Cisco IOS runs on Cisco Industrial Ethernet switches — hardened switches designed for factory floor and process control environments. PROFINET (Process Field Net) is a real-time industrial Ethernet standard widely used in European and global manufacturing for automation systems, PLCs, and robotics. PROFINET Discovery and Configuration Protocol (PN-DCP) is used for device discovery and configuration in PROFINET networks. Cisco Industrial Ethernet switches support PROFINET/PN-DCP to interoperate with PROFINET-connected automation equipment. Vulnerabilities in this implementation are directly relevant to manufacturing and process control environments where Cisco Industrial Ethernet switches manage factory floor communications.

Overview

CVE-2017-12235 is a denial-of-service vulnerability in the PROFINET Discovery and Configuration Protocol (PN-DCP) implementation in Cisco IOS for Industrial Ethernet switches. An unauthenticated remote attacker can send specially crafted PN-DCP packets to cause an affected switch to reload, disrupting all PROFINET and Ethernet communications on the industrial network segment. Patched in the Cisco September 2017 advisory bundle. The impact on factory floor and process control environments makes this vulnerability particularly significant in OT contexts. CISA added CVE-2017-12235 to the KEV catalog in March 2022.

Affected Versions

Cisco Industrial Ethernet switches (IE 2000, IE 3000, IE 4000, IE 5000 series and similar) running affected Cisco IOS versions with PROFINET enabled. Use cisco-sa-20170929-profinet and the Cisco IOS Software Checker for specific version identification.

Technical Details

Root Cause: PROFINET PN-DCP Input Validation Flaw

CVE-2017-12235 is an improper input validation vulnerability (CWE-20) in the Cisco IOS PROFINET PN-DCP parser. When the affected switch receives a malformed PN-DCP packet, the improper validation allows the packet to trigger a device reload. PN-DCP operates at Layer 2 (Ethernet), though the CVSS AV:N rating reflects that the vulnerability may be exploitable via Layer 3 in certain PROFINET routing configurations.

Manufacturing impact:

• Switch reload causes all PROFINET device communications to drop momentarily
• PLC-to-drive, PLC-to-robot, and PLC-to-HMI communications are disrupted
• Safety systems may trip on loss of communication with process controllers
• Production line stoppage can result in significant financial and operational impact

Attack Characteristics

Exploitation Context

• ICS/OT targeting by nation-states: The KEV addition reflects CISA's concern about nation-state actors (particularly Russian state-sponsored groups like Dragonfly) targeting industrial control system infrastructure; PROFINET-specific vulnerabilities are particularly relevant for manufacturing and process control environments that are priority targets for destructive attacks
• Wiperware and disruptive attack precursors: DoS vulnerabilities in industrial network equipment can serve as precursors or components of disruptive attacks — rebooting a factory floor switch while executing additional payloads on OT systems amplifies the impact of industrial sabotage campaigns

Remediation

1. Apply Cisco IOS security update — upgrade affected Cisco Industrial Ethernet switches to IOS versions identified in cisco-sa-20170929-profinet.
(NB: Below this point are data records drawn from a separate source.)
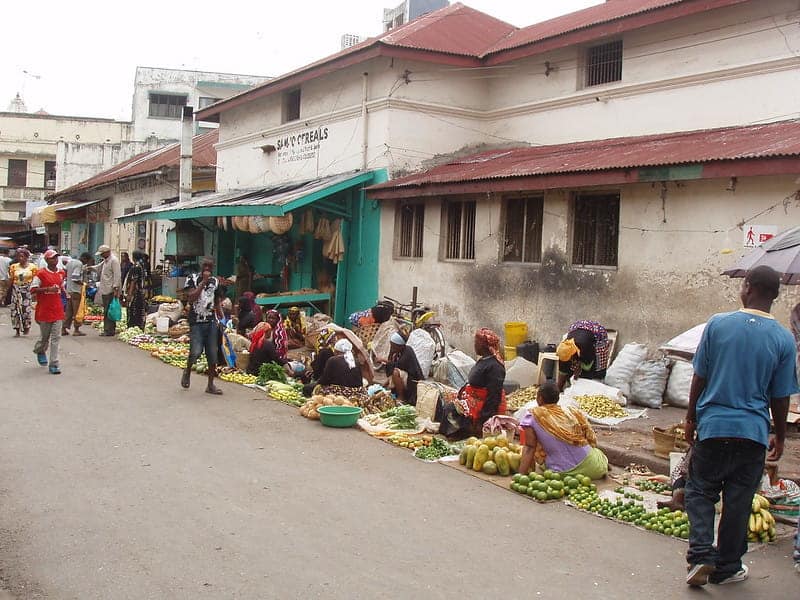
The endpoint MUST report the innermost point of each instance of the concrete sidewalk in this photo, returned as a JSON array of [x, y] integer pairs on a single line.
[[632, 442]]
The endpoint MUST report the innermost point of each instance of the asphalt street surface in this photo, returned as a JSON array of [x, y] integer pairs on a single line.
[[116, 483]]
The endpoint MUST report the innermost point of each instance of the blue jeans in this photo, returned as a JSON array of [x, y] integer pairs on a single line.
[[733, 468], [203, 337]]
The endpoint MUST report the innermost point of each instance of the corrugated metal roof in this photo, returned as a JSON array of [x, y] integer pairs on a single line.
[[730, 143], [203, 155], [258, 201]]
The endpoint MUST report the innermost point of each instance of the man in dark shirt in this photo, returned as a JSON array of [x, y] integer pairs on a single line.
[[403, 369]]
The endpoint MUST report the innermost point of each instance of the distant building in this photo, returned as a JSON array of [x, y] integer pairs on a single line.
[[351, 39], [408, 11]]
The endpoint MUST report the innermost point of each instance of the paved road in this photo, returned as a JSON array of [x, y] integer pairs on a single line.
[[116, 484]]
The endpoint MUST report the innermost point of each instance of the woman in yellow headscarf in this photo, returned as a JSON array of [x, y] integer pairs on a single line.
[[559, 439]]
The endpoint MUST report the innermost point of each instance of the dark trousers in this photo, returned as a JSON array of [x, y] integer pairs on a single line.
[[109, 326], [734, 469]]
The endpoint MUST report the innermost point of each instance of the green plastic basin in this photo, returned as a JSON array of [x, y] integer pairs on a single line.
[[339, 416]]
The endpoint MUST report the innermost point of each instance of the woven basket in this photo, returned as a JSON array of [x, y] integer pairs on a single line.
[[280, 225]]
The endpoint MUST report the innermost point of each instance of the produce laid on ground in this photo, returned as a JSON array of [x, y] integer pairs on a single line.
[[552, 486], [761, 525], [519, 398], [600, 407], [310, 410], [491, 455]]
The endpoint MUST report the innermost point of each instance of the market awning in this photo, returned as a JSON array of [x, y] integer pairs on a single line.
[[273, 201]]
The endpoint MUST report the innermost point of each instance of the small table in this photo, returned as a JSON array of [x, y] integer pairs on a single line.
[[316, 301]]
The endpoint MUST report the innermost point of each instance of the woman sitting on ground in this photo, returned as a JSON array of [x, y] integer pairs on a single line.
[[262, 349], [559, 439]]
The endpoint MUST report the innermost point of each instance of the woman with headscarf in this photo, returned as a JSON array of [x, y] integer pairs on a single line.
[[403, 369], [262, 349], [583, 353], [247, 318], [483, 395], [342, 376], [559, 439], [20, 276], [295, 328], [273, 317], [137, 289]]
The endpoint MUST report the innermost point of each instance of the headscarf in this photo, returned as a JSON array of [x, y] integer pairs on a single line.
[[279, 336], [259, 314], [488, 341], [258, 334], [326, 339], [567, 349], [346, 348]]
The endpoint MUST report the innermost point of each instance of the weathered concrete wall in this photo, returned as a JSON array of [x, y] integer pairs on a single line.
[[668, 278]]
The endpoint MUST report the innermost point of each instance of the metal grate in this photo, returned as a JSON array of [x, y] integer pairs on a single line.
[[595, 239], [460, 230], [409, 226], [523, 229], [604, 63]]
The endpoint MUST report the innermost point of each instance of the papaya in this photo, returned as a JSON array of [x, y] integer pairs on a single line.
[[471, 452], [489, 467], [514, 458], [503, 465], [481, 456]]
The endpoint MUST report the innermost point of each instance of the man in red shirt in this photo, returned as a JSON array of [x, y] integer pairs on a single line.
[[47, 285]]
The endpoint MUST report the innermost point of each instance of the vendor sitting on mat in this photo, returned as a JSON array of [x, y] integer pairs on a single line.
[[262, 350], [559, 439], [403, 369], [584, 352], [295, 328]]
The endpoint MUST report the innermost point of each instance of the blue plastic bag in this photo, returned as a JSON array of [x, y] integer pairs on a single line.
[[115, 310]]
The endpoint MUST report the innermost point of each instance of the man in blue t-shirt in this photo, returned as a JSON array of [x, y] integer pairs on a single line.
[[743, 369]]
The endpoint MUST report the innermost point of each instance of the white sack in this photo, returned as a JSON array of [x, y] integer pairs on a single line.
[[648, 383], [620, 373], [424, 347], [679, 383]]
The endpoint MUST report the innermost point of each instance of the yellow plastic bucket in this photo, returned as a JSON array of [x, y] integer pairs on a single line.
[[516, 333]]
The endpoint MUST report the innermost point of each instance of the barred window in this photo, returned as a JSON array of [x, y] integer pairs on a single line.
[[169, 106], [595, 230], [409, 225], [523, 229], [459, 228], [604, 63]]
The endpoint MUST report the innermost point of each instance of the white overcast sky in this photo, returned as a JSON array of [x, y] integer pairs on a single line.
[[79, 57]]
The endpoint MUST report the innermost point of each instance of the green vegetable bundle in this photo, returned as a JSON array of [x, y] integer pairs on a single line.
[[270, 372]]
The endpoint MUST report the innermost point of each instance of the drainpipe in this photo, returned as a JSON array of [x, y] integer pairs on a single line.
[[187, 128]]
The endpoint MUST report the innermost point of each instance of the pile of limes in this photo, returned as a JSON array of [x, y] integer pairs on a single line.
[[550, 485]]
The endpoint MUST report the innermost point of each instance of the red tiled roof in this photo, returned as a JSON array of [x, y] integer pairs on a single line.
[[203, 155], [781, 139]]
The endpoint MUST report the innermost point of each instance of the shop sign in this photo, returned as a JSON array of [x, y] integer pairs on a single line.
[[301, 146], [755, 235]]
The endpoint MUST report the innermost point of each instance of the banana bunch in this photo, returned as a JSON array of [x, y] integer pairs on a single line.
[[761, 526]]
2. Disable PROFINET if not required — if the industrial Ethernet switch does not need PROFINET support, disable the PN-DCP feature.

3. Segment industrial networks — implement strict network boundaries between IT and OT zones; restrict which systems can send PROFINET traffic to industrial switches.

4. Apply Layer 2 port security — configure MAC address filtering and 802.1X authentication on factory floor switch ports to restrict which devices can send PN-DCP traffic.